Tom's Adventures, Part III
by Karen Bries
We've all heard the story about how law school makes people more aggressive.
That's what went through Tom Finn's mind after he stopped a man from stealing a woman's wallet at Target.
Tom confronted the man and they wrestled a bit until Tom got the wallet.
"I kept thinking to myself, was it law school? Was it the cases from criminal law? I don't know if I have changed, but I am sure I have begun to look at things a little differently."
The Docket has been following Tom, the 33-year-old first-year law student at the University of Denver College of Law, to see what makes him tick and if he can take the law school punishment he has been hearing so much about.
He has noticed that since starting school, he watches the news differently. He has also started to understand how law-related things connect, like his classes on torts and on civil procedures.
"I haven't seen any of the horrors I hear about in law school, but talk to me in December," he says.
Then again, there have been a few awakenings.

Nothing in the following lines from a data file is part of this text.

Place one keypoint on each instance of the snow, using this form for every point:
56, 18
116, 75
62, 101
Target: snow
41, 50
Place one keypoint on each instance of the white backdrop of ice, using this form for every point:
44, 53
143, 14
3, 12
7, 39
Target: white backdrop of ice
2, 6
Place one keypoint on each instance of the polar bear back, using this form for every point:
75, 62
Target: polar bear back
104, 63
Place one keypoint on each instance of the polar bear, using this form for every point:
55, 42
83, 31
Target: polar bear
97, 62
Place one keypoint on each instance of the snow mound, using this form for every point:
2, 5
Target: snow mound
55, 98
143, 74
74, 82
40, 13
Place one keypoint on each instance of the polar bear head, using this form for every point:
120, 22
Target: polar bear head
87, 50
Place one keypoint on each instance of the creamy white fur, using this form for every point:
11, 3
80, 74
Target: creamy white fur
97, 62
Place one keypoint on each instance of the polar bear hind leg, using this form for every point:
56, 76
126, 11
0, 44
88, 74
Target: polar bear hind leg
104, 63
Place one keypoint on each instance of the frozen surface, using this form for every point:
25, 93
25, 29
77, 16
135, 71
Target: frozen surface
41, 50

"There are some days when I think I'm completely prepared for class. I've read and done my practice questions, and then I go into the class and leave completely confused."

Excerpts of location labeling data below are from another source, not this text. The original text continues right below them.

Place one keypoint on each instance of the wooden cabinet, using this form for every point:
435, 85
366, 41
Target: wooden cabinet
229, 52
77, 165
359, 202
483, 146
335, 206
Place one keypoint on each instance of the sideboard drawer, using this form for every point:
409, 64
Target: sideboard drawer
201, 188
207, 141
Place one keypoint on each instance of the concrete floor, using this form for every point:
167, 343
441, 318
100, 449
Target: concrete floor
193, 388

On the days he's not prepared, he'll try to look busy writing so the professors won't call on him.
He's noticed that the students who try to answer all of the teacher's questions have kept their hands on their laps.
"There was one in every class who wanted to talk to the teacher and answer all his or her questions. That's pretty much stopped."
As for the social aspect of school, Tom isn't trying to go to any keggers.
"I'm more worried about law school than anything else."
As for the workload, Tom describes himself as a person who always thinks he could be doing more than he does.
"Sometimes I think I could sleep less than eight hours, but I know that's not good. In the grand scheme of things, law school is not life and death. If I get a C, I get a C, although I'd really like an A. I'm determined to not let law school rule my life."
Tom's outlook has something to do with his former career as an environmental engineer.
"Sometimes I can't believe I gave up taking home a paycheck to go to school again and become a lawyer," he says.
Time is more of an issue now than ever. He says he remembers having more time while working 40-50 hour weeks as an engineer than he does now as a student.
His stress might be putting him on edge.
"Am I putting the law on a pedestal? I'm internalizing stress a lot more. Part of being an engineer, and probably a lawyer, is thinking about why I do things."